As we learned with Taystee (Danielle Brooks), who returned to Litchfield after violating her parole, being released from prison doesn’t necessarily mean you’re out for good. But there’s something that feels more final with Piper’s farewell. Schilling seems tired. She asks me if I’ve read Equal Justice Initiative lawyer Bryan Stevenson’s book,Just Mercy. “This man worked with the furthest-lying outliers in our culture—men who are on death row and have been cast aside—and talks about how people are not to be judged on their worst moments, but their best,” she says. “I think about that with Piper, because I’ve often thought that some of the twists and turns we’ve made in the course of this show aren’t particularly redeeming.”

So, is Piper worthy of our forgiveness and mercy? “I think people are always redeemable,” Schilling says, before dropping in a caveat. “I think that’s confusing about Piper for me.
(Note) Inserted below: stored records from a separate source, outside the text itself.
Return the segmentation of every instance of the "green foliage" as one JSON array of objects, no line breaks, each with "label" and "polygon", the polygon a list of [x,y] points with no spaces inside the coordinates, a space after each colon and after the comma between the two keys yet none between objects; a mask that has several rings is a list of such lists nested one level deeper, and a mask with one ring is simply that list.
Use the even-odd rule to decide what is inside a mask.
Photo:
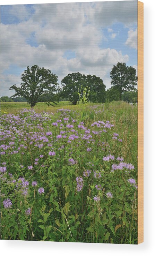
[{"label": "green foliage", "polygon": [[135,103],[138,102],[138,91],[135,91],[124,92],[122,93],[122,99],[127,102],[132,102]]},{"label": "green foliage", "polygon": [[14,84],[10,88],[10,90],[14,90],[15,94],[12,96],[24,97],[27,100],[27,102],[31,107],[33,107],[41,97],[45,95],[50,95],[51,98],[48,98],[52,101],[54,92],[56,91],[58,85],[58,77],[51,70],[44,68],[40,68],[34,65],[31,68],[28,66],[24,73],[21,74],[20,87],[17,87]]},{"label": "green foliage", "polygon": [[86,105],[88,101],[88,98],[90,93],[90,88],[88,88],[88,86],[87,86],[82,91],[82,88],[83,86],[81,85],[80,90],[79,89],[78,92],[79,96],[79,101],[81,104]]},{"label": "green foliage", "polygon": [[27,102],[27,100],[24,97],[16,97],[12,98],[12,99],[14,102]]},{"label": "green foliage", "polygon": [[105,85],[99,77],[94,75],[86,76],[80,73],[72,73],[65,76],[61,82],[62,97],[67,98],[74,105],[79,100],[78,92],[82,85],[90,88],[88,99],[91,102],[104,103],[105,100]]},{"label": "green foliage", "polygon": [[113,100],[119,100],[119,94],[118,90],[115,87],[112,86],[106,91],[106,99],[109,102]]},{"label": "green foliage", "polygon": [[[66,105],[66,108],[67,106],[69,106]],[[88,103],[84,111],[82,105],[76,106],[80,108],[76,110],[71,107],[70,111],[60,110],[54,115],[43,113],[37,116],[30,110],[29,112],[19,113],[18,119],[13,115],[2,116],[3,133],[6,126],[8,129],[11,120],[10,129],[15,137],[11,141],[14,144],[5,150],[6,153],[1,156],[1,166],[5,161],[7,166],[7,172],[1,177],[1,238],[137,243],[137,192],[136,188],[128,182],[131,178],[137,180],[137,107],[121,101],[106,105],[90,106]],[[9,116],[11,119],[8,119]],[[68,122],[63,119],[66,117]],[[58,126],[52,125],[60,120],[61,122],[58,123]],[[72,123],[73,120],[76,121]],[[95,124],[99,120],[109,120],[114,126],[111,129],[100,127],[101,123]],[[78,127],[81,121],[84,122],[84,129]],[[66,131],[68,136],[74,134],[71,131],[72,128],[67,128],[69,124],[73,124],[78,136],[71,143],[68,142],[68,137],[57,137],[62,130]],[[20,132],[15,133],[15,127]],[[52,135],[46,135],[49,131],[52,132]],[[122,142],[112,138],[114,133],[119,134]],[[89,143],[85,138],[86,134],[92,136]],[[43,141],[44,135],[48,142]],[[6,140],[3,144],[9,144],[9,137]],[[52,146],[49,145],[52,141]],[[35,145],[41,143],[42,148]],[[26,148],[20,146],[18,153],[14,152],[22,144]],[[87,151],[88,148],[91,148],[91,151]],[[49,155],[51,151],[55,152],[55,156]],[[11,152],[13,153],[8,153]],[[43,156],[40,158],[41,155]],[[103,157],[108,155],[115,155],[115,159],[103,161]],[[124,162],[131,163],[135,169],[111,171],[112,164],[119,163],[116,160],[118,156],[123,157]],[[75,162],[72,165],[68,161],[70,158]],[[38,164],[35,165],[37,158]],[[32,170],[28,169],[31,165]],[[91,173],[85,177],[83,173],[88,170]],[[95,178],[94,171],[100,173],[101,176]],[[21,176],[29,182],[27,195],[22,194],[21,182],[18,181]],[[76,188],[77,176],[84,180],[83,187],[79,191]],[[32,185],[34,180],[37,182],[35,187]],[[97,190],[95,186],[100,184],[102,189]],[[42,194],[38,192],[41,187],[44,189]],[[112,198],[107,197],[108,192],[112,193]],[[100,198],[98,201],[94,199],[97,196]],[[3,201],[7,198],[12,203],[10,209],[5,209],[3,205]],[[27,215],[25,211],[29,208],[31,213]]]},{"label": "green foliage", "polygon": [[1,102],[11,102],[13,100],[8,96],[2,96],[1,97]]},{"label": "green foliage", "polygon": [[116,66],[114,65],[110,72],[110,77],[111,84],[118,91],[120,100],[123,92],[136,89],[137,81],[136,69],[126,66],[125,62],[119,62]]}]

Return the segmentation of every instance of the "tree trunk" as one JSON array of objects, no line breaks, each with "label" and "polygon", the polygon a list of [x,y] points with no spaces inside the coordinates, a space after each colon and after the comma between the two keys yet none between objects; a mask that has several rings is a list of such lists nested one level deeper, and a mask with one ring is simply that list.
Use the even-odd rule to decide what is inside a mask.
[{"label": "tree trunk", "polygon": [[120,92],[120,100],[121,100],[121,98],[122,98],[122,93]]}]

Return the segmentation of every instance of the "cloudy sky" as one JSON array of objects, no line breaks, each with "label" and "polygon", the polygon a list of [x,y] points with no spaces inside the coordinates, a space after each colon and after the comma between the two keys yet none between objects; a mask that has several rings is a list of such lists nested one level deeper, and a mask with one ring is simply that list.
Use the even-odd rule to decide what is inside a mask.
[{"label": "cloudy sky", "polygon": [[1,6],[1,94],[20,86],[29,66],[61,80],[79,72],[99,76],[106,89],[119,61],[137,69],[137,1]]}]

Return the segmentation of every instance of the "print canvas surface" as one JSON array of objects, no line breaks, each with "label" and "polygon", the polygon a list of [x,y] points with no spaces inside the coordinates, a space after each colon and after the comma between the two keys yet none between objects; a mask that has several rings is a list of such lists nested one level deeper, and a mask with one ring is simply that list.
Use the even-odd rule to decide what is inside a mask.
[{"label": "print canvas surface", "polygon": [[1,239],[142,241],[138,13],[137,1],[1,6]]}]

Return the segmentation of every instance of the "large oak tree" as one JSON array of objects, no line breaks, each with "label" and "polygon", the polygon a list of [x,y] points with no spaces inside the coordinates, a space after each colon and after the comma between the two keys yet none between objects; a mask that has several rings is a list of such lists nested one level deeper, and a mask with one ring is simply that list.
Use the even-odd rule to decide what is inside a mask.
[{"label": "large oak tree", "polygon": [[113,66],[110,72],[111,84],[118,91],[120,100],[123,92],[136,89],[137,81],[136,73],[135,68],[127,66],[125,62],[119,62],[116,66]]},{"label": "large oak tree", "polygon": [[[16,93],[12,97],[17,96],[24,97],[33,108],[38,102],[41,98],[48,95],[48,102],[53,102],[53,96],[57,90],[58,77],[51,71],[44,68],[40,68],[34,65],[31,68],[27,67],[21,78],[22,82],[20,87],[14,84],[10,88],[14,90]],[[51,97],[49,96],[51,95]]]},{"label": "large oak tree", "polygon": [[62,97],[67,98],[72,104],[76,105],[79,99],[77,93],[81,86],[84,88],[90,88],[88,99],[92,102],[105,102],[105,85],[102,79],[94,75],[86,76],[79,72],[67,75],[61,81],[62,91],[60,94]]}]

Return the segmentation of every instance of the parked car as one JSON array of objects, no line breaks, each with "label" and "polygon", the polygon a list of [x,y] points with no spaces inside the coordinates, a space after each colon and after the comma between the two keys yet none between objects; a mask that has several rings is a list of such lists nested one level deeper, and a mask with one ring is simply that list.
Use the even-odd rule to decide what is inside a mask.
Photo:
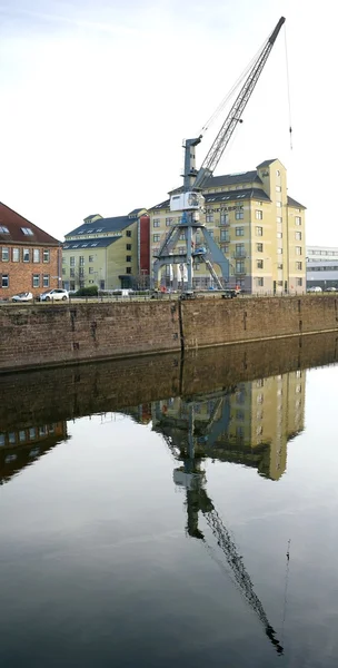
[{"label": "parked car", "polygon": [[12,302],[31,302],[33,295],[31,293],[18,293],[12,296]]},{"label": "parked car", "polygon": [[60,301],[66,302],[69,299],[69,294],[67,289],[62,289],[61,287],[54,287],[53,289],[48,289],[40,295],[40,302],[56,302]]}]

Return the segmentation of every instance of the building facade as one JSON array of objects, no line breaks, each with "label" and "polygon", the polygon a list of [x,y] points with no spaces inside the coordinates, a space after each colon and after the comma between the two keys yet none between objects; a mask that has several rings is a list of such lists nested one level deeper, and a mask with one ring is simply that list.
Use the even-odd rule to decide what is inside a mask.
[{"label": "building facade", "polygon": [[[200,219],[229,259],[230,286],[258,294],[305,292],[305,206],[288,196],[287,170],[280,160],[265,160],[254,171],[210,177],[203,196]],[[180,217],[170,213],[169,199],[149,213],[153,262],[166,234]],[[198,233],[193,242],[197,247],[202,242]],[[185,234],[177,247],[183,255]],[[166,267],[161,283],[180,285],[181,277],[175,272],[176,266]],[[193,283],[196,288],[211,286],[203,263],[195,264]]]},{"label": "building facade", "polygon": [[62,281],[67,289],[99,289],[149,284],[149,216],[135,209],[127,216],[84,218],[66,235]]},{"label": "building facade", "polygon": [[61,284],[61,243],[0,203],[0,298]]},{"label": "building facade", "polygon": [[338,248],[307,246],[307,287],[338,289]]}]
As an actor, you can always love a character. You can love a murderer when you understand where they’re coming from. And I think it’s hard to understand where Piper is coming from.”

The way Schilling speaks about the character she’s spent six years with is almost wistful; I wonder if there’s an end in sight for Orange Is the New Black. The actress exhales, then almost laughs. “Yes. Of course. I don’t think I can say exactly when, but we’re coming up on it,” she says. She, at least, has her eyes on a future post-Litchfield. “I love loving the humans that I play. I’m excited to tell different stories, of people that I love. It’s not about a fairy princess,” she clarifies, “it’s about people whose choices I understand. Yeah, I feel like I’m chomping at the bit to express something different.”

Just don’t expect to see her in the director’s chair anytime soon. “I don’t see myself as one, but a great director is what makes me feel like I can work,” Schilling says. “That’s what I want to do after this—keep finding directors I feel inspired by and who feel inspired by me.”

Conflicted feelings and all, what does Schilling want for her longtime Orange character? “There’s this very intense self-centeredness that’s emerged in the past couple years that doesn’t line up with just that girl we met—the one who was so in love with her girlfriend that she committed a stupid crime,” says the actress, looking out the window over at the city. “She’s transmuted into a selfish, manipulative character I can’t really get my head around,” she sighs. “I’d love to see Piper rewind back into that space with all of the knowledge she has about how corrupt the prison system is, much like the real Piper Kerman. To do something to give back, to change, or to at least offer support to the suffering that she now intimately knows.” Schilling doesn’t need redemption for Piper Chapman—perhaps just closure, a chance to understand, before saying goodbye.